First, let me say that this is one of those sports that is both a team sport as well as an individual sport. There is not a typical wrestler, either. I have seen giant brutes, to kids who don't look old enough to be in high school, venture out onto the mat to test their skills. There is a place for anyone. These boys are on the road most Saturdays December through February before the sun comes up and usually get home well after dark. They travel three or four hours one way to be able to wrestle some of the best teams in the state and will choose to wrestle the best opponent out there (win or lose) so that they can improve their skills.
Secondly, this sport is one of the few where you might see a bunch of kids piled into one big mess before the meet, no matter what team they represent. They are all friends. When they meet on the mat, they definitely leave the friendship behind, but as soon as the match is over, they shake hands or hug, and the friendship renews. I have seen wrestlers who have graduated several years previous show up at a big meet and find opponents from their wrestling days and they generally give each other big hugs and handshakes and ask all about what they have been doing. You see, wrestling is like being part of an extended family and once you are a part of it, it is hard to think of not being a part of it.
The lessons my son has learned through wrestling will take him far in life. He has learned about being led and being a leader. He has learned about persistence and determination. He has learned that there are times when you have to work through pain, but that there are always people there who will let you lean on them when you need them. He has learned about the joys of winning and how to be a gracious loser. He has learned how to dream big and know that the dream can also be taken away with one wrong twist of an ankle. Wrestling has given him all of this and more. His self-confidence and belief in himself have soared because of the successes and defeats he has weathered through this very misunderstood sport.

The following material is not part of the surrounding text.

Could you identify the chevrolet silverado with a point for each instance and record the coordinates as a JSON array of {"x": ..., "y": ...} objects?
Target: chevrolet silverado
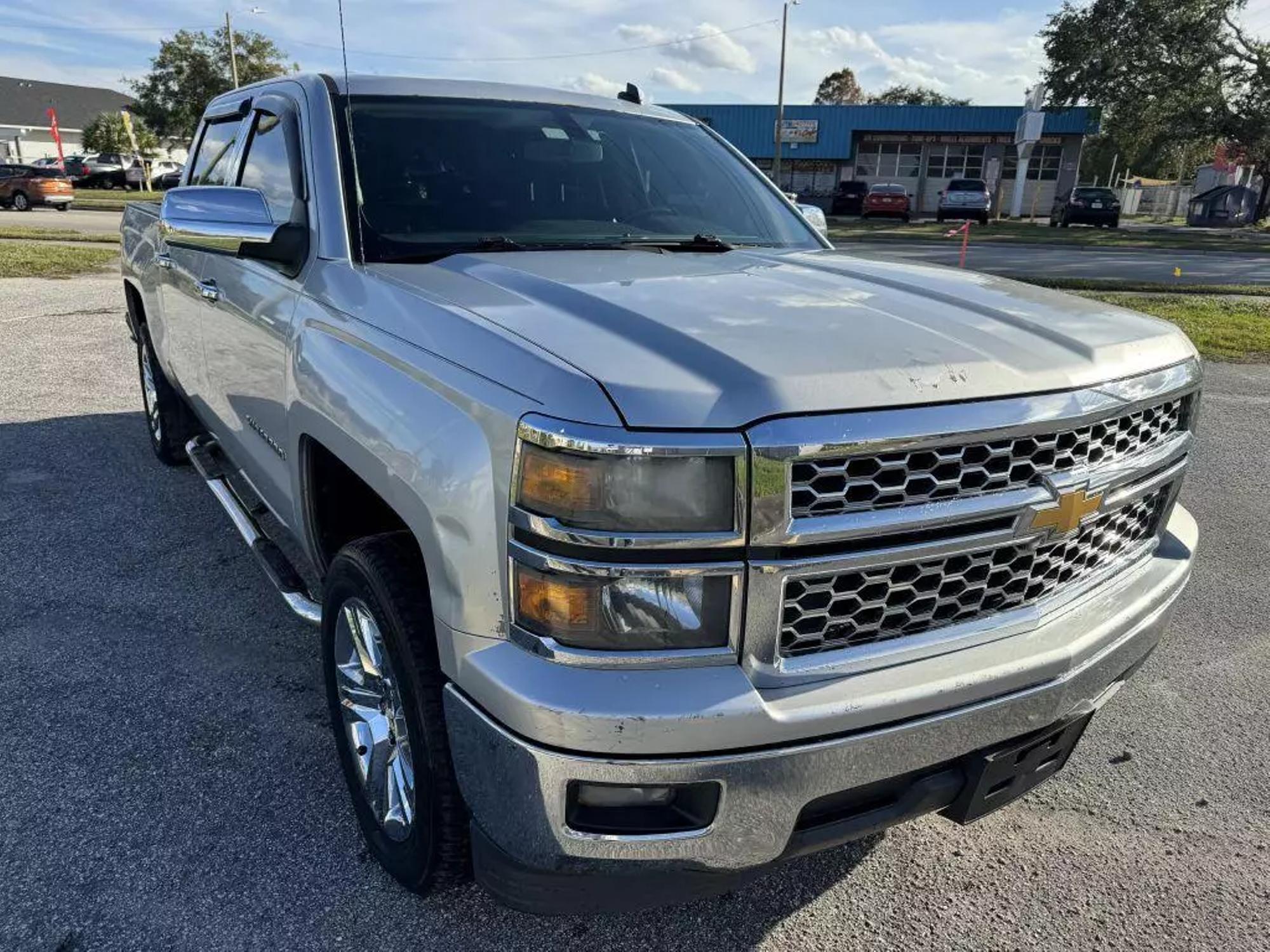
[{"x": 652, "y": 541}]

Robinson High School wrestlers have had an outstanding year. Under the leadership of Coach Damron, Coach Hyre, Coach Cunningham, and Coach Grover, these boys had many highs, including sending eight wrestlers to sectionals in an individual sport. They narrowly missed making the team sectional. Individual wrestlers have won and placed in many tournaments throughout the season and have also worked with the Junior Maroon wrestlers. So as Tanner Keeler, Nick Iovanic, and Peyton Stifle ready for the state tournament this weekend in Champaign, I wish them all the luck in the world. They deserve the respect and accolades of everyone in Robinson and the surrounding area, as do all the boys no matter where their season ended.
I wish more people would take the time to understand this sport and support this team.
Tuesday, Feb. 19, in the RHS Gym, some of the best wrestling teams in the southern part of Illinois will be participating in Team Sectionals to determine which teams will advance to Team State. If you want to see what wrestling is all about, make plans to attend. I promise that you will not be disappointed.